2 points by jaequery on Feb 6, 2012 | hide | past | favorite | 3 comments
There is this media blackout concerning Ron Paul which is deeply troubling. I feel we can make quite a difference if we band together supporting our cause just like how we did it with the anti-sopa campaigns/widgets.
Yes
5 points
No
4 points
Don't care
2 points


You want media blackout? When in the media do you hear Dennis Kucinich, or any politician with liberal views like his? He voted against the USA PATRIOT Act, against no-paper-trail election systems, against funding the war in Iraq, and more. Yet the media primarily shows moderate, right-wing, and the occasional libertarian viewpoints; rarely strong liberal, and never left-wing viewpoints.

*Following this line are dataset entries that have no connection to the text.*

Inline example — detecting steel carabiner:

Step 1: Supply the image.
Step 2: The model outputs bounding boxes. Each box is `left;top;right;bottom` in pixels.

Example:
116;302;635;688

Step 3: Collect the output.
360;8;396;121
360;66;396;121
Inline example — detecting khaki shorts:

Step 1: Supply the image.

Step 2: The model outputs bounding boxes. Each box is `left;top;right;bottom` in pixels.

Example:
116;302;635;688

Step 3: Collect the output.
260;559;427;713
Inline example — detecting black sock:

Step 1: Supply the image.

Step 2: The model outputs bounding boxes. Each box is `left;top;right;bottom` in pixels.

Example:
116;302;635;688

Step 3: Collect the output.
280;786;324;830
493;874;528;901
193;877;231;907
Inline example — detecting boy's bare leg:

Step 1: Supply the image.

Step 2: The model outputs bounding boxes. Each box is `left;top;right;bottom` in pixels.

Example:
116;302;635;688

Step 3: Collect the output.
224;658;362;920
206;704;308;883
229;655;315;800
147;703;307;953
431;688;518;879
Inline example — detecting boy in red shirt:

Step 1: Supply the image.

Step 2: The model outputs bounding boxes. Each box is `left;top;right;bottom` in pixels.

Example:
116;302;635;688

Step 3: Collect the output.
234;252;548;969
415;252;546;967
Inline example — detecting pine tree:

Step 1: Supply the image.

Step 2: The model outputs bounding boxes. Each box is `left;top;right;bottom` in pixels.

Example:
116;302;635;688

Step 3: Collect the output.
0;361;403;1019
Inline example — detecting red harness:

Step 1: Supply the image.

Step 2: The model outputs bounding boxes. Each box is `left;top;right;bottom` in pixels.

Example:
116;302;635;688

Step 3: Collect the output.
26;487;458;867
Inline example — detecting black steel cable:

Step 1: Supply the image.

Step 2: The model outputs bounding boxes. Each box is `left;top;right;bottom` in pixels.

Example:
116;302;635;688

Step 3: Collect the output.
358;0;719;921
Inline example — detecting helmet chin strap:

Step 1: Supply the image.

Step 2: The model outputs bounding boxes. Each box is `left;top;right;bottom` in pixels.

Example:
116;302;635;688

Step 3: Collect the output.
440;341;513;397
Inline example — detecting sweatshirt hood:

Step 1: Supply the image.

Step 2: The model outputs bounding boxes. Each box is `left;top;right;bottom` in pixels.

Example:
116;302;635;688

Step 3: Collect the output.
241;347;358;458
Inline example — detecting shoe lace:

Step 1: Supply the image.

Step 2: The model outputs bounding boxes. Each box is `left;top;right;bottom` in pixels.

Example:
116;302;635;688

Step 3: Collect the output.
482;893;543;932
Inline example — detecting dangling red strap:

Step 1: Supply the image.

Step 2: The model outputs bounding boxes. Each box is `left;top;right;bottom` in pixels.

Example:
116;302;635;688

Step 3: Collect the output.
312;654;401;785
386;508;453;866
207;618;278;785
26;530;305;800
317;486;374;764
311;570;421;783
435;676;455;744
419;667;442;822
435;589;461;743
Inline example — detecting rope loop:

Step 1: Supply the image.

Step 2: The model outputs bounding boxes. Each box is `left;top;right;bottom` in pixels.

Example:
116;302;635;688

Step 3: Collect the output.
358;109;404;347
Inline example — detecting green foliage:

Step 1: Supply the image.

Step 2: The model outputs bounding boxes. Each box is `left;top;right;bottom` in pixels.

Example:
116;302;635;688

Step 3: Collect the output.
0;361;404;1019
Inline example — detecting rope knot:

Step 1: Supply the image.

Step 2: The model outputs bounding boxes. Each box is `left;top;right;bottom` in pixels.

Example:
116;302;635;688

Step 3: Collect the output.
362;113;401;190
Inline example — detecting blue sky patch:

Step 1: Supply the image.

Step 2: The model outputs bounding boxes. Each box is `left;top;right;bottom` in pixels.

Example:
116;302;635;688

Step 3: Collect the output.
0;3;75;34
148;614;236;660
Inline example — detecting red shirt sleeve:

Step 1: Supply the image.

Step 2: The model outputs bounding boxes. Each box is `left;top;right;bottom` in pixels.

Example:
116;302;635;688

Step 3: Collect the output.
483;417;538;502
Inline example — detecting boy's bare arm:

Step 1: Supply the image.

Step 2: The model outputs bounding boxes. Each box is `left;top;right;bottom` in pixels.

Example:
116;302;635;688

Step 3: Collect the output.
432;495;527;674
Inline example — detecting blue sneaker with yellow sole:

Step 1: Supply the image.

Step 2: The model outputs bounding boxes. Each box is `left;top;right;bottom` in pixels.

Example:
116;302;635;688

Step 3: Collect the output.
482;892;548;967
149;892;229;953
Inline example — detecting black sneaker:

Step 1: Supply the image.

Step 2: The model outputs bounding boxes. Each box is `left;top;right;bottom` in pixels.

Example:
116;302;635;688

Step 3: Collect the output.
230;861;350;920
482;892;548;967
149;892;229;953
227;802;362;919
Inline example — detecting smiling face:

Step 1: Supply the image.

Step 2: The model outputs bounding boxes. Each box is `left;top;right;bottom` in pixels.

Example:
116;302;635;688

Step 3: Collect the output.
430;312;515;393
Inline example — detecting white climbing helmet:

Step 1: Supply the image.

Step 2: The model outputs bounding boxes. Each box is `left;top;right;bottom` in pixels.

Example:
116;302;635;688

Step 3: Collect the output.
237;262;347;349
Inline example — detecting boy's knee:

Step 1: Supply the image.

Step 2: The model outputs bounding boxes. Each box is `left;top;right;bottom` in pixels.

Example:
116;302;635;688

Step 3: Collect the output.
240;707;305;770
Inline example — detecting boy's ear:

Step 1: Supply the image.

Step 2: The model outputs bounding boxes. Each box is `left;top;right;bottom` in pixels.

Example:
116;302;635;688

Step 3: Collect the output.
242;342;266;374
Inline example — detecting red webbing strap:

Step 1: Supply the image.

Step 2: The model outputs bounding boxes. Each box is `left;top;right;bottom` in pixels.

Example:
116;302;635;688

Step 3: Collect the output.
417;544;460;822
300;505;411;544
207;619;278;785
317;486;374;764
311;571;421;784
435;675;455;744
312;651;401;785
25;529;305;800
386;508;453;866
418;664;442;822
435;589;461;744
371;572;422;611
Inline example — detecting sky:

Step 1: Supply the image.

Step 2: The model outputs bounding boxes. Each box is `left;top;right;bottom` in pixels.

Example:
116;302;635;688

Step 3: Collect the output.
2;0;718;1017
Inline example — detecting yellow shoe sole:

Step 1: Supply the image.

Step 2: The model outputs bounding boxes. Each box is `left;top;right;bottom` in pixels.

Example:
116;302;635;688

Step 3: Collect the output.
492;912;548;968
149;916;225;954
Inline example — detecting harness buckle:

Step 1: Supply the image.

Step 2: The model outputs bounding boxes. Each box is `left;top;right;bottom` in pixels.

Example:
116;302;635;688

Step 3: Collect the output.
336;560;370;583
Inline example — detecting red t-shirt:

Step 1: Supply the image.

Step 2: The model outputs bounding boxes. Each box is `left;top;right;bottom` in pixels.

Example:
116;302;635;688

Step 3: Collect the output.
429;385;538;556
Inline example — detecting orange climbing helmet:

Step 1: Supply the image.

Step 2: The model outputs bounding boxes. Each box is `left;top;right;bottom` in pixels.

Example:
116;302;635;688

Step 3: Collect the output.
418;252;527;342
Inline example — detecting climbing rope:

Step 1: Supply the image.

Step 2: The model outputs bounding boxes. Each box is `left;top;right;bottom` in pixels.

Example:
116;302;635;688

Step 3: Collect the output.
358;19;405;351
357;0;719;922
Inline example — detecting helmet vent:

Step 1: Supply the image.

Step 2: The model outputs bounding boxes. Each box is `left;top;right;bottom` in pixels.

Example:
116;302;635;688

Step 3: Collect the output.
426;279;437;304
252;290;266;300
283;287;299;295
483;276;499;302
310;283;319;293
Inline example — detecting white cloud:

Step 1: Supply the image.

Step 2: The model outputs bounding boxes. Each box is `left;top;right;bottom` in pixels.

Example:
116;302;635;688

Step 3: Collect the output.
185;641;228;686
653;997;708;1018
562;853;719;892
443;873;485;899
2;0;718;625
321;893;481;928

How often does Gary Johnson, who was the Republican governor of New Mexico (and triathlete) and perhaps the highest ranking politician who is outspoken against the "War on Drugs", get in the media? _And_ he's is running for president in the Libertarian party.

We're missing entire swaths of viewpoints. To bemoan a "blackout concerning Ron Paul", who is often in the news and whose views on government are very far from my own, draws little sympathy from me. I would vote for Kucinich or Johnson long before Paul.


Speaking as a foreigner:

1. I think his economic/fiscal policy would be disastrous for America and therefore disastrous for the world in general, my country included.

2. I think his foreign policy overshoots in the right direction. I don't want a return to America waging gratuitous war and torturing, but I also don't want an America that thinks Russia, Iran and sea pirates would start behaving themselves if they were ignored.

3. If Ron Paul's candidacy can move GOP foreign policy away from wage-war-and-torture, that would be a wonderful thing. But I get the impression it is easier to shift GOP economic policy.

4. I get the impression that Fox News and Conservative talk radio in general are actively hostile to Ron Paul's policy positions, and want the neocons to return to power. But the rest of the media ignores him because they cover the horse race, not policies: they try to predict “Who will win?” rather than ask “Who should win?” (They seem to have concluded that the GOP's Christianist support is enough to deny Ron Paul the nomination.) This is not unique to America, and even in America it affects much more than Ron Paul.


This is not for/against Ron Paul, but an observation.

Historically, the news has been very liberal/democratic. As FB/Twitter take a more central role in getting the polls or should I say "pulse" of the people, it will be interesting to see how that changes individual prospects of candidates.

For the first time, anyone can win with way less money. I like that!